Introduction/aim Transition from paediatric to adult health care settings has emerged as an important issue. There is limited data on the perspectives of patients with chronic gastrointestinal problems on the process of transition. We aimed to survey the perspectives of patients and their carers who attend our gastroenterology transition clinic.
Methods Semi structured questionnaires (open and closed questions), designed to be filled independently by patients and their carers were used. The items in the questionnaire were ranked using Likert scale from 1 to 5 with the anchor of ‘not important’ to ‘very important’ and ‘essential’. The results are described as proportion of respondents. χ2 Test and fisher's exact test were used where appropriate.

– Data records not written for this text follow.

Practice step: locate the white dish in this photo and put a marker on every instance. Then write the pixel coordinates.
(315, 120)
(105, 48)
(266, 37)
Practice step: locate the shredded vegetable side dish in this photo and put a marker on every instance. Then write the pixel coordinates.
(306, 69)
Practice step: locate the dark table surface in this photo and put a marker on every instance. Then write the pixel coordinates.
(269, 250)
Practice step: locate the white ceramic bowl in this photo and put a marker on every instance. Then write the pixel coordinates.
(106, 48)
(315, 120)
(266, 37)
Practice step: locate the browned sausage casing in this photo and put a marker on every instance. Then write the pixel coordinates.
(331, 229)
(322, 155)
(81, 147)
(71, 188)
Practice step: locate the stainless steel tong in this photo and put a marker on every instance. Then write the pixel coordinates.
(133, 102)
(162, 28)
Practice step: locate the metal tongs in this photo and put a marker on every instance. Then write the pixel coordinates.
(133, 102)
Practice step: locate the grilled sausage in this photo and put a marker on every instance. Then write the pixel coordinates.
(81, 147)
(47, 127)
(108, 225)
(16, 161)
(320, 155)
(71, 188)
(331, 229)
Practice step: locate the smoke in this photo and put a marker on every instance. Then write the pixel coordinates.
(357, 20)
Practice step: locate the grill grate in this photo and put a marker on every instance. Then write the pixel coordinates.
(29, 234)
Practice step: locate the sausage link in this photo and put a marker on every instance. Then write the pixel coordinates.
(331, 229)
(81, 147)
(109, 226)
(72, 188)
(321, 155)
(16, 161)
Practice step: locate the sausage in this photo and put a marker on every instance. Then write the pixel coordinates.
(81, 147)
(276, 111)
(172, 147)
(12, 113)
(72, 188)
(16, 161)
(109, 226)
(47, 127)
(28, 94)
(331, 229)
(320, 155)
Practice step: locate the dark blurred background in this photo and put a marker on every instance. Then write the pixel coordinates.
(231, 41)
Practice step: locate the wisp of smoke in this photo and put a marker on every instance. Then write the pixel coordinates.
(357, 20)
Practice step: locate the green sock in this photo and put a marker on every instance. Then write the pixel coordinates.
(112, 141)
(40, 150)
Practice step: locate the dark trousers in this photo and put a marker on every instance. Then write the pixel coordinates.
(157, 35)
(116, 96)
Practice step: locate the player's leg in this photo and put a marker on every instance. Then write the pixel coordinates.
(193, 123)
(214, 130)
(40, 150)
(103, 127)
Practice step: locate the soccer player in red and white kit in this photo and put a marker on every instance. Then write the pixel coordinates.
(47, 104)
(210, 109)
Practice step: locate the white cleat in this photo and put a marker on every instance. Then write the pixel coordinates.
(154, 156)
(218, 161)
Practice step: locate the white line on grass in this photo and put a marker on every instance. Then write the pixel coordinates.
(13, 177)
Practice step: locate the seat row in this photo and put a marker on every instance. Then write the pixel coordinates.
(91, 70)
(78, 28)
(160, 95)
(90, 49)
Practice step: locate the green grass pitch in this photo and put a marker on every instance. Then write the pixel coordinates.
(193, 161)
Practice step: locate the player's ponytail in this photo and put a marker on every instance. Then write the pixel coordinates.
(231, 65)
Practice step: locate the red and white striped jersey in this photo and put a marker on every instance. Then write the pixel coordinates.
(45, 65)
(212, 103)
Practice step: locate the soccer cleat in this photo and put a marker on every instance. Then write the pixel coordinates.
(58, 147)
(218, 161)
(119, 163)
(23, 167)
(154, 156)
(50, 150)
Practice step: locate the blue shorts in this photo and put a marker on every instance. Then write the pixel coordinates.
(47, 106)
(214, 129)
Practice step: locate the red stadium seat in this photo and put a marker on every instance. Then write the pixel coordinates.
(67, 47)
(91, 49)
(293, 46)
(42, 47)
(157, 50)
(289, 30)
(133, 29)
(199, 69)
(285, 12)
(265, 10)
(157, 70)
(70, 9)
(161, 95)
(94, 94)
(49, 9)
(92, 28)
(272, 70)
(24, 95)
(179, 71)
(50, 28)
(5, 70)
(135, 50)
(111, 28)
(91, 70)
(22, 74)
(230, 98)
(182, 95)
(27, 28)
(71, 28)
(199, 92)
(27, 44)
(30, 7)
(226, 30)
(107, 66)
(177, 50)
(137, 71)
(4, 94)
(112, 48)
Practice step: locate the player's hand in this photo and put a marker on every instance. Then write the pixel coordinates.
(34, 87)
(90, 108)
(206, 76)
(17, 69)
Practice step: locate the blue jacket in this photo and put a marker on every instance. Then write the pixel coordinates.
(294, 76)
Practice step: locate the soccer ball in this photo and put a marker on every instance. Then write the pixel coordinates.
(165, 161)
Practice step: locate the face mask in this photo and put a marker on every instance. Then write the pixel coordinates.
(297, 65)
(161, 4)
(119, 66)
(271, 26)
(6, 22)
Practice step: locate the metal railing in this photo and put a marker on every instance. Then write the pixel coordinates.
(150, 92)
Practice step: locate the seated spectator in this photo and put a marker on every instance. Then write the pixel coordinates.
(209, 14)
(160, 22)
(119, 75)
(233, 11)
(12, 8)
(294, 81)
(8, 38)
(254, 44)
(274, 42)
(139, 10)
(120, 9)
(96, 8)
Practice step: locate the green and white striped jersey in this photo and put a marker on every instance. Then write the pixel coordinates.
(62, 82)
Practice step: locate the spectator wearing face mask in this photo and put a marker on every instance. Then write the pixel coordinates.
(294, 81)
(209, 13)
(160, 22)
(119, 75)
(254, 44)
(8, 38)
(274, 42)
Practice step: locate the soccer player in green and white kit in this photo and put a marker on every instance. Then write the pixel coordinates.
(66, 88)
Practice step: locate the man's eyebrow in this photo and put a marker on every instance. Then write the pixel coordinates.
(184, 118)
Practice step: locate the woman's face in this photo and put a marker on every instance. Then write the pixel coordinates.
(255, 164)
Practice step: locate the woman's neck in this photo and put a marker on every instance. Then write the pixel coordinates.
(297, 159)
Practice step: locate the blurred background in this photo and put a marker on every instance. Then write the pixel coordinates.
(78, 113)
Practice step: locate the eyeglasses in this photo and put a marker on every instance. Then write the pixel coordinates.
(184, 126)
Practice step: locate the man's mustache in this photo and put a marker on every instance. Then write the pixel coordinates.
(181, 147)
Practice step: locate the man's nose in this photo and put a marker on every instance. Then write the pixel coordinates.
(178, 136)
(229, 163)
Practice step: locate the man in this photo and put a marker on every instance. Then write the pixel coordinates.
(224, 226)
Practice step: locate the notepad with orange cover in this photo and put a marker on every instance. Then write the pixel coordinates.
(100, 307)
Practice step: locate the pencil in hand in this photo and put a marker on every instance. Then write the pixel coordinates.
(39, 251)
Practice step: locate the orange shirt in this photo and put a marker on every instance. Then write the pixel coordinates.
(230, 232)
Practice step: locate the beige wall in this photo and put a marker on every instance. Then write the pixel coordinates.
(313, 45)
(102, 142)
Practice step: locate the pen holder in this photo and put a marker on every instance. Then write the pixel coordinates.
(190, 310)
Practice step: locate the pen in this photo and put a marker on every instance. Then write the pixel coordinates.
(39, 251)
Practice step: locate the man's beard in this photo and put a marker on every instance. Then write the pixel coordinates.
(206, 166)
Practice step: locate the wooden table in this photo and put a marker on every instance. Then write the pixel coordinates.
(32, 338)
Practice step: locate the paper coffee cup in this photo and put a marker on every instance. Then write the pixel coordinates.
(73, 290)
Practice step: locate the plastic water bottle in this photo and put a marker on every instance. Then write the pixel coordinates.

Results 25 patients and 23 of the respective carers completed the questionnaire. The proposed age for initiation of transfer discussion was 16 by majority of patients and 17 by parents; both groups felt age 18 as appropriate to complete transfer. Vast majority of patients (20/25) and carers (22/23) felt the facility of dedicated transition clinic as beneficial. Both patients and carers considered adequate transfer of clinical information between the paediatric and adult teams (mean scores 4.33 and 4.9 respectively) and ensuring full understanding of the condition and its treatment (mean scores 4.0 and 4.71 respectively) as the most important aspects in preparation (p=NS). In relation to disease status, both groups rated a controlled disease state as very important at the time of transfer. The average importance scores on concerns and anxieties regarding transition process varied between patients and their carers (see table 1).
Conclusion The results of our pilot survey describe the importance of both organisational and individual disease related factors for a successful transition from a user perspective. Considering these will be essential in developing and improving the transition services.